RSF condemns arrests of 15 journalists in Sudan

After the National Intelligence and Security Service (NISS) arrested 15 journalists, including AFP, Reuters and BBC reporters, as they covered protests against unprecedented bread price hikes this week in Sudan, Reporters Without Borders (RSF) urges the authorities to free those still held and to end all attempts to restrict the freedom to inform.

At least 13 journalists were arrested by the NISS on 16 January while covering demonstrations called by the Communist Party in Khartoum against the price hikes, according to RSF sources. Most were freed the same day after being held for several hours. They included the BBC’s Mohamed Mohamed Osman, Al-Arabiya TV’s Abdulaziz Ibrahim and the Anadolu news agency’s Behram Abdelmunim.



Reuters reporter Khalid Abdel Aziz and AFP reporter Abdel Moneim Abu Idriss were arrested while covering demonstrations held on 17 January in Omdurman, a city just to the northeast of Khartoum, in response to a call from the main opposition party, Umma.


It is clearly arbitrary to be keeping at least eight journalists in detention and we call for their immediate release,” RSF secretary-general Christophe Deloire said. "The authorities have a duty to guarantee the safety of journalists rather than target them.”


Eight journalists are still detained. As well as the Reuters and AFP reporters, those still held include Shawky Abdelazim, the publisher of the independent daily Al-Youm Al-Tali, Imtinan El Radi, a reporter for the same newspaper, and Hayder Ahmed Khair Alla of the daily Al-Jareeda. None of them has so far been formally charged.


Those detained also include Amal Habani, a reporter for the news website Al-Taghyir who was awarded an Amnesty International prize for her human rights work in Sudan. RSF has covered the harassment, including arrests and sentences, to which she was previously subjected in 2011, 2016 and 2017. According to our sources, she was taken to Omdurman women’s prison on 17 January without being allowed access to a lawyer.


The Sudanese Journalists Network has called for the release of the detained journalists and has condemned the order issued on 15 January banning newspaper publishers from reporting anything about the protests and wave of arrests.
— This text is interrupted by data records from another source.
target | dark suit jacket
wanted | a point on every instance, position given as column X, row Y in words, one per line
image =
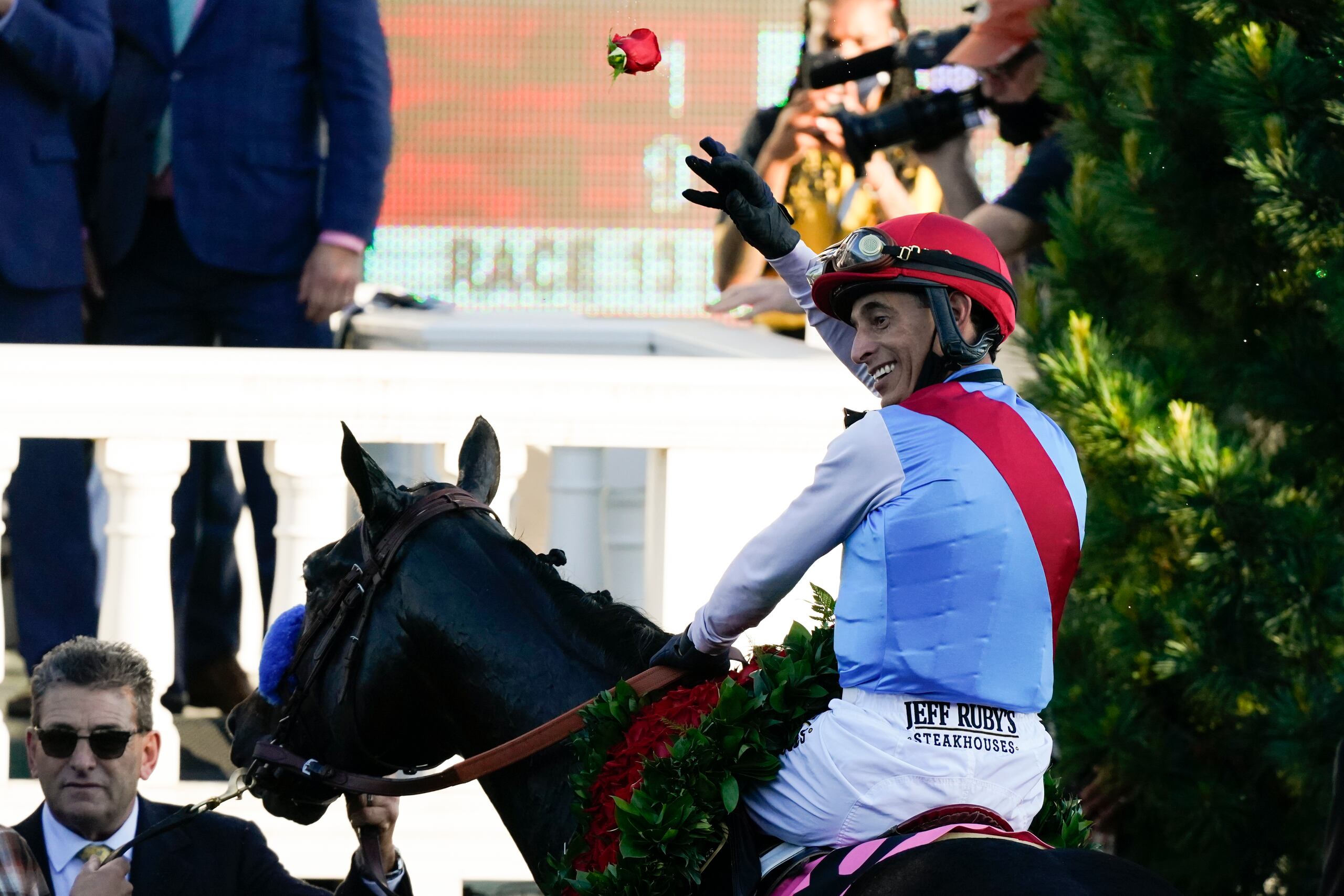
column 53, row 54
column 215, row 855
column 248, row 90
The issues of the independent daily Al-Jareeda and the Communist Party newspaper Al-Midan were seized on 15 January for covering the price hikes and the protests, as they already were on 7 and 8 January.


A United Nations Human Rights Council resolution in March 2014 emphasized the importance of the role that journalists play in covering protests


Sudan is ranked in the bottom ten of RSF's 2017 World Press Freedom Index – 174th out of 180 countries.